One of the inspiring people Dr. Perko talked about was Oscar Pistoruis, from South Africa—the fastest man without legs. You may remember Oscar from the Olympics. Oscar ran the 400 meter semi-final race amid some controversy as to whether his carbon fiber blades gave him an advantage. He finished last, but was by no means a loser. He inspired people all over the world and more important than where he finished in the race was that he ran the race.
In church this morning, I learned that the origin of the word inspire means to breath in. Inspiration is literally the breath of life. Inspiration is what makes us more than our physical beings. When we are inspired, we change how we think and even how we feel about ourselves.
How less meaningful would life be without inspiration? Without inspiration, we would go through life without inhaling that sense of awe and wonder that boosts our spirits and gives us a feeling of balance with the world around us.

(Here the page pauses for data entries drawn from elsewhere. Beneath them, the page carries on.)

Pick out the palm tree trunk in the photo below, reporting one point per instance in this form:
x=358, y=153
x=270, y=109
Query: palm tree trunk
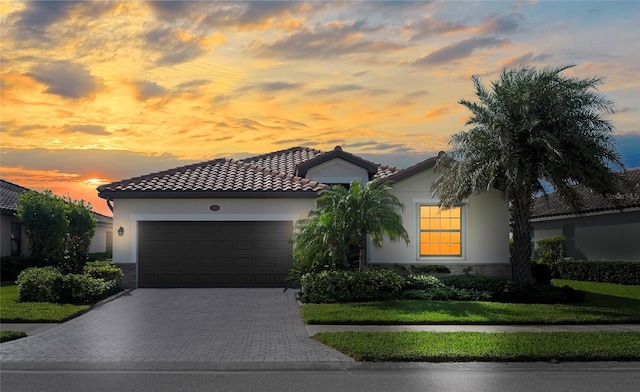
x=521, y=218
x=363, y=252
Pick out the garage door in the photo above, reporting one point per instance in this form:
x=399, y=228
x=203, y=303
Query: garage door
x=213, y=254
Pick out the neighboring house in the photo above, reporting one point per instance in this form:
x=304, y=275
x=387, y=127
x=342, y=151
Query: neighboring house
x=229, y=222
x=605, y=228
x=14, y=241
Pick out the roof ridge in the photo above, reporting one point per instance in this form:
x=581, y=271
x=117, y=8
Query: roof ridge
x=277, y=173
x=280, y=152
x=164, y=172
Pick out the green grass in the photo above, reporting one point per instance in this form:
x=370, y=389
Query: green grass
x=605, y=303
x=476, y=346
x=5, y=336
x=40, y=312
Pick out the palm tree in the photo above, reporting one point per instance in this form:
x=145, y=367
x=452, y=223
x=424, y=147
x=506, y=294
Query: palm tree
x=347, y=216
x=531, y=128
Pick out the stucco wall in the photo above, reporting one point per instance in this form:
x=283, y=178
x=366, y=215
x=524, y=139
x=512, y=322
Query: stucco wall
x=485, y=220
x=128, y=212
x=5, y=240
x=597, y=237
x=337, y=171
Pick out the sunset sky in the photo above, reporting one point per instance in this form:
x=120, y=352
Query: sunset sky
x=95, y=92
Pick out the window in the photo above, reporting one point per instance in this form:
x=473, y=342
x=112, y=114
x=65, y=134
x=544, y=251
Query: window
x=16, y=230
x=440, y=231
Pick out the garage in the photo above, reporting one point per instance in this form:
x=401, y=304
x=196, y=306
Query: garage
x=214, y=254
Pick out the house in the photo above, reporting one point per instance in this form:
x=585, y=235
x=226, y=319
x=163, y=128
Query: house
x=14, y=241
x=229, y=222
x=605, y=228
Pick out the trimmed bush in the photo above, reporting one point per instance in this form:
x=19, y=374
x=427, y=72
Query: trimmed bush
x=350, y=286
x=620, y=272
x=82, y=289
x=11, y=266
x=39, y=285
x=106, y=271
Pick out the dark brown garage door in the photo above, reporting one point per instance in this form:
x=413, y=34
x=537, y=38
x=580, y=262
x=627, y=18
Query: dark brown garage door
x=213, y=254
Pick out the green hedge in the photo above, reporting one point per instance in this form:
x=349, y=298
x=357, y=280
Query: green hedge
x=620, y=272
x=48, y=284
x=383, y=284
x=350, y=286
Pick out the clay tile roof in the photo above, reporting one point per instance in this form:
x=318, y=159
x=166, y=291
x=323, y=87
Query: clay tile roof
x=626, y=196
x=9, y=194
x=267, y=175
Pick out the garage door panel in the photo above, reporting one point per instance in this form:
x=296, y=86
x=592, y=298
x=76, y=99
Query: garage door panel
x=213, y=254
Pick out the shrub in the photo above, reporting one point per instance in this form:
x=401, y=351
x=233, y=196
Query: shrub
x=620, y=272
x=550, y=251
x=541, y=273
x=106, y=271
x=81, y=288
x=11, y=266
x=350, y=286
x=39, y=285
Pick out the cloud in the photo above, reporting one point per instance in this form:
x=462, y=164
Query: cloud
x=459, y=50
x=429, y=26
x=65, y=79
x=111, y=164
x=331, y=40
x=174, y=46
x=146, y=89
x=437, y=112
x=33, y=23
x=270, y=87
x=86, y=128
x=501, y=24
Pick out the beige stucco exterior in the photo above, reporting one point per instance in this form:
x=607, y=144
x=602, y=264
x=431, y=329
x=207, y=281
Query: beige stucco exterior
x=485, y=228
x=610, y=235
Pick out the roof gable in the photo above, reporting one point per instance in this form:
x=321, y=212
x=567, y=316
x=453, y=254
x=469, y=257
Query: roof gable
x=276, y=174
x=9, y=195
x=627, y=196
x=337, y=153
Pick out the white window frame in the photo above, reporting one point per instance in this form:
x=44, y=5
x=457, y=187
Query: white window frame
x=463, y=234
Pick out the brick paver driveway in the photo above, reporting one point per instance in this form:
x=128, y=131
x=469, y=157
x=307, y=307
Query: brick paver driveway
x=180, y=325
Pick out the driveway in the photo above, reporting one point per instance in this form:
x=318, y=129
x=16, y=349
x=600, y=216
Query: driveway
x=180, y=325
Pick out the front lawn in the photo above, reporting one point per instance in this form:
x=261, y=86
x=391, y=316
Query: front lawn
x=605, y=303
x=488, y=347
x=37, y=312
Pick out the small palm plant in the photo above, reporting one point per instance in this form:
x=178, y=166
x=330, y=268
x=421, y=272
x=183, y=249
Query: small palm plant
x=344, y=219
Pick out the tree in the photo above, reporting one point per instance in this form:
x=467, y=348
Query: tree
x=531, y=128
x=44, y=218
x=82, y=226
x=346, y=217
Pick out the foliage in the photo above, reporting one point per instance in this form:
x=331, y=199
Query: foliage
x=531, y=127
x=343, y=220
x=11, y=266
x=82, y=289
x=39, y=285
x=41, y=312
x=550, y=251
x=49, y=284
x=482, y=346
x=82, y=225
x=106, y=271
x=45, y=220
x=541, y=273
x=350, y=286
x=6, y=336
x=622, y=272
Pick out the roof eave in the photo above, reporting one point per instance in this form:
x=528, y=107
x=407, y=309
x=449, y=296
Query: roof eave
x=111, y=195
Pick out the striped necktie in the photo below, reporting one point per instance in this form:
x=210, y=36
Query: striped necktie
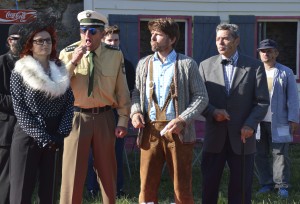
x=91, y=74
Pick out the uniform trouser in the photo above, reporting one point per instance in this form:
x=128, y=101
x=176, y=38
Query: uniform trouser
x=27, y=161
x=4, y=174
x=275, y=170
x=96, y=130
x=155, y=151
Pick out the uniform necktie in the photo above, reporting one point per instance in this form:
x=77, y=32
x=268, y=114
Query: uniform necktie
x=91, y=74
x=226, y=61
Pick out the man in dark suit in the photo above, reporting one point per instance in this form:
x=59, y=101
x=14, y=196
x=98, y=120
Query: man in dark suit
x=7, y=117
x=238, y=101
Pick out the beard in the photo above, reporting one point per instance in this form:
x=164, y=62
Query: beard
x=154, y=46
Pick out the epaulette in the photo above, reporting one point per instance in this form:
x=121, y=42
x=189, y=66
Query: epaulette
x=112, y=47
x=70, y=48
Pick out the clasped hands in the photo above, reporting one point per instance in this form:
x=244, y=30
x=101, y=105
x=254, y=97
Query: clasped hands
x=222, y=115
x=174, y=126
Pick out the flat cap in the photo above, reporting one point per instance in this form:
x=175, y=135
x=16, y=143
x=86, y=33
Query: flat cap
x=267, y=44
x=91, y=18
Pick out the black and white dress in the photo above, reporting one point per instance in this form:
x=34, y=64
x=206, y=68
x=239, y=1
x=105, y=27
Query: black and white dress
x=38, y=96
x=43, y=105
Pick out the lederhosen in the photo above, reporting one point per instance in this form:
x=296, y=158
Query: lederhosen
x=157, y=149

It doesn’t take fame or fortune to inspire others. One of my inspirations is my niece, Angie, who is battling cancer. Angie says that cancer gave her clarity. Things that once seemed important have been replaced with those that really are important—family and love. Angie posted on Facebook that her hair had started coming out in clumps, so with the help of her best friend and her husband, clippers, and a lot of sobbing, the hair came off. She said it would probably be awhile before she allowed any pictures to be posted. Two days later Angie posted a picture where she is wearing her beautiful smile and proudly sporting her new ’do. Today she posted a picture of her and her best friend, who shaved her own head too, with the caption, “Baldies stick together.” When someone faces adversity with a smile and a lust for life, it inspires others.
We find the purpose of our lives from the events that drop us to our knees, the times that touch our hearts and our souls. Jim’s dementia was that defining moment in my life when I felt a call to action and became an Alzheimer’s volunteer. It wasn’t long before I realized that my volunteer work helped me as much as it did anyone else.
Research shows that volunteering can be good for your health, attitude, and feelings of self worth. Volunteers are less depressed and healthier than people who do not volunteer. Older adults who volunteer for about two hours a week have additional benefits of higher function levels and increased longevity.
When you think about it, volunteering helps get your mind off yourself and increases your awareness of the more important aspects of life. Or as Angie would say, “Clarity.”
Most of us aren’t in a position to change the world. What we can do is work on our little corner of the world to make it a better place. We can inhale breath from those who inspire us and exhale breath to help pass that inspiration on to those we care about, those we love.